We made a number of key findings over the course of the project. First, we found that beloranib’s mechanism of action does not require the appetite-suppressing hormone GDF15. We originally found that Beloranib increases GDF15 levels in the blood, and thus hypothesized that it may play a role in appetite suppression by beloranib. However, when we treated mice that lacked either GDF15 or the GDF15 receptor GFRAL with beloranib, we found they still lost weight and suppressed food intake similar to control mice. Many pharmaceutical companies are developing GDF-15 related therapeutics for weight loss. Because beloranib and GDF-15 work through independent mechanisms, future dual therapeutic strategies with these two classes of drugs may be worthwhile for testing.
Second, we identified a number of key proteins in the body that mediate beloranib’s effects. By performing genetic screens and pharmacologic assays in human cells and targeted genetic manipulations in mice, we identified 4 proteins that are key mediators of appetite suppression by beloranib. For one of these key mediators, when we overexpressed it specifically in neurons of mice we were able to alter their body weight by over 40%. This protein has not been implicated in the control appetite before, and we think it represents an exciting new potentially druggable target for obesity and PWS. These results have substantially improved our understanding of how beloranib works and get us closer to the development of next-generation beloranib-class drug development.

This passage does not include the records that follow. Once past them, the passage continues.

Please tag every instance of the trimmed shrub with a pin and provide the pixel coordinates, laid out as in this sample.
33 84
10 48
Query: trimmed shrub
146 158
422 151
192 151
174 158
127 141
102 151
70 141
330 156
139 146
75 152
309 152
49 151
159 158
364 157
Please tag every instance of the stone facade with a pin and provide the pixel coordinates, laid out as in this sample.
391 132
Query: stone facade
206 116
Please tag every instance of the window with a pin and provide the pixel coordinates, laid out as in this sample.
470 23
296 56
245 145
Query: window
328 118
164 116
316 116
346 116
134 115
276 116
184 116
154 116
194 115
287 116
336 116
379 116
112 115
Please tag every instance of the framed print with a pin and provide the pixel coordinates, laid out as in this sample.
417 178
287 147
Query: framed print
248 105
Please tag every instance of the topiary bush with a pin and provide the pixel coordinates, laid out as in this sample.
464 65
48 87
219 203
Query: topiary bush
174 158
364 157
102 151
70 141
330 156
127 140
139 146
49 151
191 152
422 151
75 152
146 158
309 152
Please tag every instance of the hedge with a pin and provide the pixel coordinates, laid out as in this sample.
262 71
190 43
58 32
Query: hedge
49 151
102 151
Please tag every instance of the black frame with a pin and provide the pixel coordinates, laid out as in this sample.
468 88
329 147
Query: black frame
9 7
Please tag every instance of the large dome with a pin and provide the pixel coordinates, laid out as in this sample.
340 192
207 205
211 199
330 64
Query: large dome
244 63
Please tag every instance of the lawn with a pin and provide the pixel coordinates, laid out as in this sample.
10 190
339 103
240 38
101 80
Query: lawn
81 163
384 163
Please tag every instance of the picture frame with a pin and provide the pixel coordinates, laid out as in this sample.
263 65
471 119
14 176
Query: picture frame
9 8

Third, we have tested the hypothesis that beloranib may bind more that one protein target in the body. Beloranib binds and inhibits a protein call methionine aminopeptidase 2 (MetAP2). While it has long been thought that inhibiting MetAP2 causes reduced food intake and weight loss, we have discovered that MetAP2 may actually not be the relevant of target of beloranib. It is not uncommon for drugs to bind more than one protein, and we have been working on finding other binding partners of beloranib because we hypothesize that these other targets, not MetAP2, may be the relevant drivers of weight loss. We performed several target identification experiments and have converged on a new candidate protein that we think beloranib may be binding. We are excited to further test and validate whether this protein represents a new target of beloranib.
Overall, our work has significantly expanded our understanding of how beloranib works at the molecular level. Through both elucidating the molecular pathways that beloranib affects, and probing the proteins beloranib physically interacts with, we have generated a new set of potential druggable targets that may hold promise for the treatment of PWS.